Superman & Lois is back for its final season with two new episodes.  I liked both of them.  I think Tyler Hoechlin is a really good Clark Kent.  I still feel like he's a little small for Superman, but like Tom Welling, I think he has an innocent hopefulness that I feel like Clark should have.  I think he comes across as someone fearless but gentle which I appreciate.

It's an abbreviated final season so it's already 20% done.  And the producers said they'll do something to honor the legacy of the Arrowverse.  Which, of course, we've heard before big_smile

I enjoyed both of these episodes too. I think Tyler Hoechlin and Henry Cavill are two of my favorite portrayals of modern Superman. Christopher Reeve being my absolute favorite that nobody can top.

I don't think big muscles or size alone makes Superman. But properly portioned athleticism, combined with the right personality and acting that Tyler portrays, does wonders. I think Bitsie Tulloch makes an excellent Lois Lane. Her performance as Lois is always top-notch. And she puts a good spin on the character.

Have you seen the latest season 4 trailer? I can't wait to see the scene where Clark tells Sam Lane his real identity in the episode itself.

As an avid Superman watcher, I should have known that they would be tackling the death of Superman at some point.

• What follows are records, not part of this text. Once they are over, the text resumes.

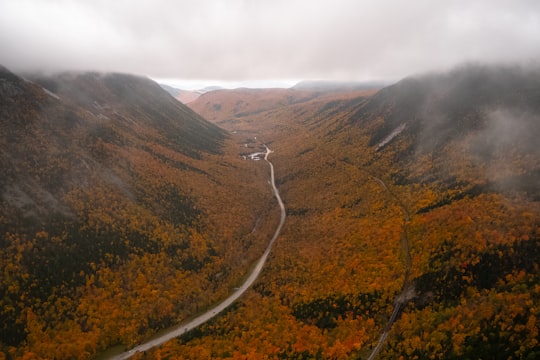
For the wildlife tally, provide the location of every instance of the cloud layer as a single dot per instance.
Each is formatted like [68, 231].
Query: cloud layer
[280, 39]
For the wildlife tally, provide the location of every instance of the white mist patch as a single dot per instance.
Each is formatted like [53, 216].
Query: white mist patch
[50, 93]
[392, 135]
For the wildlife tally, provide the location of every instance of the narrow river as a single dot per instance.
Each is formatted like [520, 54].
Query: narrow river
[201, 319]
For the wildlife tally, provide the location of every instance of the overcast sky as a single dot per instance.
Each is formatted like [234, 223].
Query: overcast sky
[221, 41]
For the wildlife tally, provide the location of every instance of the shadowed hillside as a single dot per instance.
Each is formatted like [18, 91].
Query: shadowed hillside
[122, 213]
[423, 194]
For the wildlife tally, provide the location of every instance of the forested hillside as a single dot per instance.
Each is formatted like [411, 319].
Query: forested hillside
[430, 184]
[122, 212]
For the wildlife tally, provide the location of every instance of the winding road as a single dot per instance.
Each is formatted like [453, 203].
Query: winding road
[407, 291]
[201, 319]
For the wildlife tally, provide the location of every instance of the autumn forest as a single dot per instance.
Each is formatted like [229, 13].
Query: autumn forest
[124, 212]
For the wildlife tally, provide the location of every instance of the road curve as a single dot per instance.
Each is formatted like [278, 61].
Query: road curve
[405, 294]
[201, 319]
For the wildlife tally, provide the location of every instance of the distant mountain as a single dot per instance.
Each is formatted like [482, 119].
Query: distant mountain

As I've grown attached to these characters, so has my grief with the death of Superman. My stepdad died less than 24 hours after an abdominal aortic aneurysm rupture last year in July. And that grief came rushing back in the final 10 minutes of the second episode.

I hope they bring back Superman fairly fast, and that they don't dwell too much on the loss.

I don't think the heart Lex stomped on was Superman's real heart. But I can certainly understand Johnathan's and the family's sense of loss and their confusion during this time of grief. Anyway, Lex isn't going to simply destroy his prized possession so unilaterally. Plus, it wouldn't be that destroyable by a human being.